Designing for visual impact at large distances or at small sizes

Aesthetics, Design

I recently designed an advertising beachflag. Such classic graphic design tasks are usually not part of my work. But in this case the assignment came from my mother who sells self-produced honey, marmelade, and similar products on local markets. To my surprise I learned quite a few things about what to consider when designing for visual impact at large distances or at small sizes. I will explain these points in this article.

I prepared several design variants of the beachflag. In the picture below you see an intermediate design on the left, in comparison to the final design on the right, from up close/large and from a distance/small.

The intermediate version on the left looks better to me from up close. The handwritten script fits the theme of homemade honey and marmelade.

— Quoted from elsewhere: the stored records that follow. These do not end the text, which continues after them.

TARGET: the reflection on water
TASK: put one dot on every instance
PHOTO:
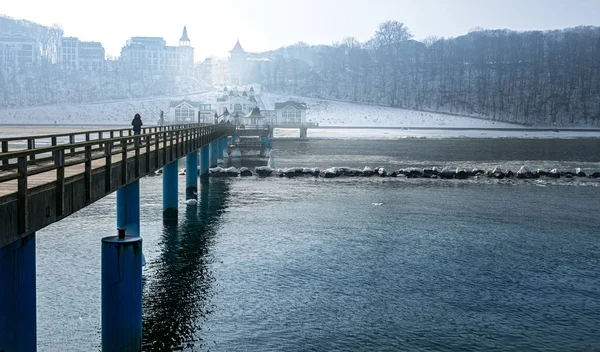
(178, 286)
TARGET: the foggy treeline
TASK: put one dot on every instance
(537, 78)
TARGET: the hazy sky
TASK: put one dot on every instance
(214, 25)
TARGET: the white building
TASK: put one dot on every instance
(253, 118)
(80, 55)
(18, 51)
(188, 111)
(289, 113)
(235, 102)
(154, 55)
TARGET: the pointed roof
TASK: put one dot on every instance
(295, 104)
(254, 113)
(184, 37)
(237, 47)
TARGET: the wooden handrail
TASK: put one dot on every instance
(172, 143)
(56, 135)
(28, 152)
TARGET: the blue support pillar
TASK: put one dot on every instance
(170, 190)
(17, 296)
(121, 293)
(204, 164)
(128, 208)
(191, 176)
(214, 149)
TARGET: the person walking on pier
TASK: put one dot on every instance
(137, 124)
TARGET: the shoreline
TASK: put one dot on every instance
(345, 132)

The dark brown contours and yellowish white of the bees’s wings give the image a soft, warm touch. However, when viewed from a distance and at a small size, the elegant handwritten script quickly becomes illegible. Subtle color details are also lost. Visually the image is reduced to yellow, orange, black and white.

To account for these effects, I made several modifications in the final version. I decided to use a better readable sans-serif font that still suits the theme. Having the text run vertically normally isn’t good for readability, but in this case allows to use much bigger letters. Using only uppercase letters also makes the text better readable at a distance. I increased the contrast of the used colors, by replacing brown by black and yellowish-white by white. It would also have been warranted to simplify the image to a more abstract iconic version. I decided against it because I had previously constructed the image from a pencil drawing, and a more iconic version would probably have meant starting again from scratch. I also a added a small watermark at the bottom of the flag. In orange on the yellow background it is intended to disappear when viewed from a distance.

Below is what the beachflag printed by finally looked like. Creases and their shadows can be seen to reduce visibility a bit.

In a nutshell these are the things that I learned should be considered when designing for viewing at large distances or at small sizes:

  • Text: use well readable, simple non-serif fonts, use proportionally larger font sizes in comparsion to your text area, use bolder fontweights and uppercase lettering to improve readability
  • Images: reduce images to abstract icons, use only areas or widen contours
  • Colors: use only 2-3 colors with high contrast, a colorful background with neutral-colored content works better than the other way around

All of these points are fulfilled by european traffic signs which are of course designed for maximal recognizability under varying circumstances. It is an interesting coincidence that the color combination yellow-black chosen for the topic of bees and honey here, is also one of the classic high-contrast color combinations used for traffic signs. Other such color combinations with strong contrast in color and brightness are red-white-black and blue-white-black.

Additional Note 13.05.2019: I simplified the bee icon further for printing it on workwear shirts. This version is reduced to a single color and simpler surfaces. It can be seen that this version works even better for viewing at distances and at small sizes. (The shirt is shown in worn condition here.)